Motivation in the company: Ten insights to motivate your team
Among executives, it is said that the half-life period of a pay raise is three days. On the first day you are happy, on the second day you are used to it and on the third day you think about whether it could not have been more. Many psychological studies have shown that extrinsic motivation via money and other performance incentives above a certain level tends to inhibit intrinsic motivation and make working for the company less attractive, because employees then do not do what they enjoy, but only look for where they achieve the biggest bonus.
Finding 1: Performance incentives have no significant influence on motivation
Motivation at the workplace is a major factor influencing sickness levels, fluctuation and efficiency. Motivated employees like to work and perform at their best because they do exactly what motivates them from the inside. Employees with little motivation are ill, withdraw or leave.
Finding 2: The success of a company depends strongly on the motivation of its employees.
But if employee motivation is so important and performance incentives are so ineffective, how can you motivate employees? In order to answer this question, you first have to understand that motivation comes from within and is established in us at an early age. According to the latest research, we assume that motivation develops in the first months of life and has a significant impact on personality.

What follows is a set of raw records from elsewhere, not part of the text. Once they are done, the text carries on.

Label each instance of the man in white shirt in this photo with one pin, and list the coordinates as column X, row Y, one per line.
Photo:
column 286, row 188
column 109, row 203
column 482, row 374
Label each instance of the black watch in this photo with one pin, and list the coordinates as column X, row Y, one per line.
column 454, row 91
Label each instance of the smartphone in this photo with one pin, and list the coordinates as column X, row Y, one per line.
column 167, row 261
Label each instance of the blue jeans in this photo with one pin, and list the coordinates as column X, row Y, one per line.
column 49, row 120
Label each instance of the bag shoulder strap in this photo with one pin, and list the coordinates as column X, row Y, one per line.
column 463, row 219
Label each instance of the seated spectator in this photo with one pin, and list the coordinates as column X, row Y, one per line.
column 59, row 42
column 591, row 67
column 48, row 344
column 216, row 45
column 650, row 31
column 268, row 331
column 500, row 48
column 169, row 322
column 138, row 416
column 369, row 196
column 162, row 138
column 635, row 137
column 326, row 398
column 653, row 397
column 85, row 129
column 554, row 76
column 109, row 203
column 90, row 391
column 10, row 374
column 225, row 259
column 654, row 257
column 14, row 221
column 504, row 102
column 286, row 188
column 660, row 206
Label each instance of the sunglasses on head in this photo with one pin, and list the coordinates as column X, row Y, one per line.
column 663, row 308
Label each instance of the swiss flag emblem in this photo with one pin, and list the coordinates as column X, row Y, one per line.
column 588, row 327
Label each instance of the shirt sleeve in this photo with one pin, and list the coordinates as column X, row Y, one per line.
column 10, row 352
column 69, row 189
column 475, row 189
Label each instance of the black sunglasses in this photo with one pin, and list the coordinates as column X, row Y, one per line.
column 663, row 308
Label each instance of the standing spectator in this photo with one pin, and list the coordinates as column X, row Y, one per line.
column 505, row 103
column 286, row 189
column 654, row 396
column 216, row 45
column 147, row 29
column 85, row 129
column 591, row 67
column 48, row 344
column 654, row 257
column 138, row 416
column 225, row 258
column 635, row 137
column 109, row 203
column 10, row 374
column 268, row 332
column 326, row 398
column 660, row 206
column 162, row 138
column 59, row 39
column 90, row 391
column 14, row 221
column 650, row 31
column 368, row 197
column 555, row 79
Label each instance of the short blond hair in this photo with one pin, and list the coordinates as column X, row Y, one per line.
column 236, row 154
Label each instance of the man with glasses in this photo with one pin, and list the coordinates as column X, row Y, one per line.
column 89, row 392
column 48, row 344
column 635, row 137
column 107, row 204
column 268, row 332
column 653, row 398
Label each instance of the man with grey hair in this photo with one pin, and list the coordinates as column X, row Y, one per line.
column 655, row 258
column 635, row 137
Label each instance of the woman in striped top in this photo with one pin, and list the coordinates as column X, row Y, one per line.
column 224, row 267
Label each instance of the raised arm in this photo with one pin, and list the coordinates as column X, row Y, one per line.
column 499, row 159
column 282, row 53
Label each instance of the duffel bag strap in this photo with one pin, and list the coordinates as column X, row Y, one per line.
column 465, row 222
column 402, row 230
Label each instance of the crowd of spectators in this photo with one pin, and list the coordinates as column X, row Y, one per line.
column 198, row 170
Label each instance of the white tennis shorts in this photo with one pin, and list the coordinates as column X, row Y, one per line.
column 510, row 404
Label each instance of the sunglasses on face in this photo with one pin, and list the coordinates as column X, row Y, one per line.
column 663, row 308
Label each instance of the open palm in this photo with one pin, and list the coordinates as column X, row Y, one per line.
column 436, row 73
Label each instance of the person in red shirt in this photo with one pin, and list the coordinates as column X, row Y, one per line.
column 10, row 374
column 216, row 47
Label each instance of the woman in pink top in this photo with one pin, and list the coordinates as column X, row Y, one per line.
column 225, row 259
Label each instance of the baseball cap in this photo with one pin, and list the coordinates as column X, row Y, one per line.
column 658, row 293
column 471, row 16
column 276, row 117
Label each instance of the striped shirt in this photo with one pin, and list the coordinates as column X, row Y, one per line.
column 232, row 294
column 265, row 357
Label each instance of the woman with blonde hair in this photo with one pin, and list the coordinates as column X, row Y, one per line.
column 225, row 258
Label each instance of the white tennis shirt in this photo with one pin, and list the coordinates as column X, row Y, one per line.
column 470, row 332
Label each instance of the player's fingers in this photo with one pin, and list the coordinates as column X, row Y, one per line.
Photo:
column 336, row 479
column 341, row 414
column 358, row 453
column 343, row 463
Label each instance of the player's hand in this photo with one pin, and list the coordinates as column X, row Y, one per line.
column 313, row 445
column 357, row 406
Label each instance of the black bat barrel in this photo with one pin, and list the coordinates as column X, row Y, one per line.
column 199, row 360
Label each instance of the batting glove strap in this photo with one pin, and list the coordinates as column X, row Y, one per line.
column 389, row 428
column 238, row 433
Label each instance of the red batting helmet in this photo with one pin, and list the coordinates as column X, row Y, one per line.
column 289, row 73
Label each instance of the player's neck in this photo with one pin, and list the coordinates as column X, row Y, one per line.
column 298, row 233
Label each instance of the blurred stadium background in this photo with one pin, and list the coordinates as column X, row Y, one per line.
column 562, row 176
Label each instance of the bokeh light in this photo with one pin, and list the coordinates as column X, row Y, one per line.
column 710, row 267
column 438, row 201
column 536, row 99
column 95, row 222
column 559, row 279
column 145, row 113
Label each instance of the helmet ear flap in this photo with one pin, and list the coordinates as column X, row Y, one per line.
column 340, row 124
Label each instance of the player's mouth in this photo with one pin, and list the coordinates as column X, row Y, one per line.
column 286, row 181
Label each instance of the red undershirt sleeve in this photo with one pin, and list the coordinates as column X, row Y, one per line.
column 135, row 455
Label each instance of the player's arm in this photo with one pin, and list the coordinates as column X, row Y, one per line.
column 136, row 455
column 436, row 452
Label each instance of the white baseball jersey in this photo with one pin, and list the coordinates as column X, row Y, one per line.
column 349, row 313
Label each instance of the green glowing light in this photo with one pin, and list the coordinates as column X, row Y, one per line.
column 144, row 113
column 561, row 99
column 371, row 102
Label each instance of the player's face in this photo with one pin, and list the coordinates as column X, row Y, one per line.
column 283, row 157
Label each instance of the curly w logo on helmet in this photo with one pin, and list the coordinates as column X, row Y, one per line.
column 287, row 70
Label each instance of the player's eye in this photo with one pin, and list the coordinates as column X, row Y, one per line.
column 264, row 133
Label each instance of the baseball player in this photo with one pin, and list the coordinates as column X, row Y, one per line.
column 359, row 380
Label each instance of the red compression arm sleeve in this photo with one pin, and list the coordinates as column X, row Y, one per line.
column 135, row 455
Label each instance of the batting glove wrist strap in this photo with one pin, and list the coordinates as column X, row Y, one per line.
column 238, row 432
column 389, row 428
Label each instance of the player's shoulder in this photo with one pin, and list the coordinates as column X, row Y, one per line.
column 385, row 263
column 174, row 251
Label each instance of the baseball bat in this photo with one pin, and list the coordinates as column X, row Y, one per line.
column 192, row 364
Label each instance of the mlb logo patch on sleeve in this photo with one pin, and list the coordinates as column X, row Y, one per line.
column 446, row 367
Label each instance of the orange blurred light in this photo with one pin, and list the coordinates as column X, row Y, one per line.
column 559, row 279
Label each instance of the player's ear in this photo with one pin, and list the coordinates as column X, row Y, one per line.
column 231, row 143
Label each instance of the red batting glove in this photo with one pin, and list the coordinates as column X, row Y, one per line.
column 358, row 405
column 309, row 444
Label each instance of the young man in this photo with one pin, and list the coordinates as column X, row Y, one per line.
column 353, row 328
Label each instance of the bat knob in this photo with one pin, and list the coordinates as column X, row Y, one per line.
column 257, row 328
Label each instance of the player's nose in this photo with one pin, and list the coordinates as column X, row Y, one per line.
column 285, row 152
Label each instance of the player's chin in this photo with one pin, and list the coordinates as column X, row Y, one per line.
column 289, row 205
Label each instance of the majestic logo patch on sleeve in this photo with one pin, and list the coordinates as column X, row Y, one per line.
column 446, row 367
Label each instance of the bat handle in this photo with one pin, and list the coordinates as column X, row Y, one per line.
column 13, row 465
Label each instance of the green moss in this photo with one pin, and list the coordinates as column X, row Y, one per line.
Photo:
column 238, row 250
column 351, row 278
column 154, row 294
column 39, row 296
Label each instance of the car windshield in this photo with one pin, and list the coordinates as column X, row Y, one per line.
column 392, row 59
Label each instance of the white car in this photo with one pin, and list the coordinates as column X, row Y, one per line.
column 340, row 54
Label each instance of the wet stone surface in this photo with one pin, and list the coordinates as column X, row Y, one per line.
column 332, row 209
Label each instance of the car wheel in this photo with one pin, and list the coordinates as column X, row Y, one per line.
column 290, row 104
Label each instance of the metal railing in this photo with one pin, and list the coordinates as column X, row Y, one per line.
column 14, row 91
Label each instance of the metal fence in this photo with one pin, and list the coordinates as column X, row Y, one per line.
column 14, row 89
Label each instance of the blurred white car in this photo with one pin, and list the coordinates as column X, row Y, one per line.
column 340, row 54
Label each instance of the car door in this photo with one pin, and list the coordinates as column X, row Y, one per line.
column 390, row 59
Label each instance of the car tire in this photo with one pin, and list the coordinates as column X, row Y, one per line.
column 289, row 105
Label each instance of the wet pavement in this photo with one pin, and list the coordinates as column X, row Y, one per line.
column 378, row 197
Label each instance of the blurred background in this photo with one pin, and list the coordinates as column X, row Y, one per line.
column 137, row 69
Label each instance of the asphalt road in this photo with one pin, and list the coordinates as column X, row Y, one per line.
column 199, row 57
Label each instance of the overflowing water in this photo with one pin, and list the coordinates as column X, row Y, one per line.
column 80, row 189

Finding 3: Everyone develops his or her own motivation at a very early age
Motivation can not be implanted from the outside but is based on what employees already bring with. This is why it is difficult to manipulate motivation in a sustainable way through incentives later on. It can only be helped to unfold. If motivation shows up, it can be assigned to the correct task.
Finding 4: Motivation does not need incentives but room for development
From the point of view of psychoanalytical business coaching, there are different types of motivation. Some examples are: The joy of helping others, being independent, getting security, giving security, competing, being part of a group, taking responsibility or getting rid of responsibility. How these types of motivation behave is different for every employee. But frequent types of motivation can be grouped into personality types.
Finding 5: Each personality type has its own particular motivation.
Many people know examples of employees who only do the minimum that is required of them and who are in top form in their hobbies and clubs after work. If tasks fit the motivation structure, intrinsic motivation is encouraged. Otherwise, displeasure, emptiness and burnout arise. A vicious-circle from which it is difficult to escape for a company. Even entrepreneurial visions can only motivate employees if they fit the motivational structure.
Finding 6: If the tasks do not fit the motivation, a vicious circle emerges.
In psychoanalytical business coaching, people are understood and accepted with their personality and motivation structure. Defense and façade are more and more reduced and the deep inner motivation emerges. It shows itself through the coachee himself/herself: in his/her appearance, in enactments and re-enactments, as well as in the roles into which the coach is pushed and in the feelings that are triggered in the coach through the collaboration. On this basis, a well-trained psychoanalytical business coach works with his clients to develop their own motivation structure as well as the motivation of selected employees in just a few hours.
Finding 7: Psychoanalytical business coaching recognizes motivational structure.
So what are we going to do with this knowledge? Do we have to replace all employees whose motivation structure does not fit the task or company vision? A reallocation of tasks is essential if the motivation is not right and the company is in a depressed mood. However, there is more room for manoeuvre than you think, because employees do not only have ONE type of motivation, and it is also sufficient if a task fits the motivation in essential aspects. Therefore, in addition to self-awareness about one’s own motivation, the involvement of employees in this new distribution of tasks is decisive for good motivation development. Personality tests and assignment of tasks, on the other hand, have not proven to be useful.
Finding 8: Employees must develop their own motivational structure and be involved in the design of tasks.
Companies that want to dedicate themselves to the topic of motivation must build up their own competence through motivation. Psychoanalytical business coaching of individual employees can help to find an introduction to the topic and to unfold the first radiating effects in the company. The principle of the cascade promotes the spreading: A handful Coaches train and supervise 20-40 executive managers, who then organize in teams a process of self organization of several hundred coworkers. This way the know-how about motivation and how to deal with it distributes. This ensures that the knowledge remains firmly anchored in the company.
Finding 9: Coaching a few executives has a radiating effect on the motivation development of many employees.
Satisfied, motivated employees are good. But what are the benefits for the entrepreneur or the investor? As in all operational organisational processes, a benchmark must be implemented so that success is visible and fine-tuning is possible. Intermediate goals are job satisfaction and the reduction of burnout rate, which can be measured by psychological tests. This way improvement gets visible, even before it has reached the company’s balance sheet. Conversion rates determine the influence of psychoanalytical business coaching on indicators of job satisfaction, burnout and sick leave. In the further course, supplementary conversion rates between these key figures and key performance indicators at a higher level determine the influence of motivational work.
Finding 10: Focus on motivation can be measured in employee satisfaction and key performance indicators.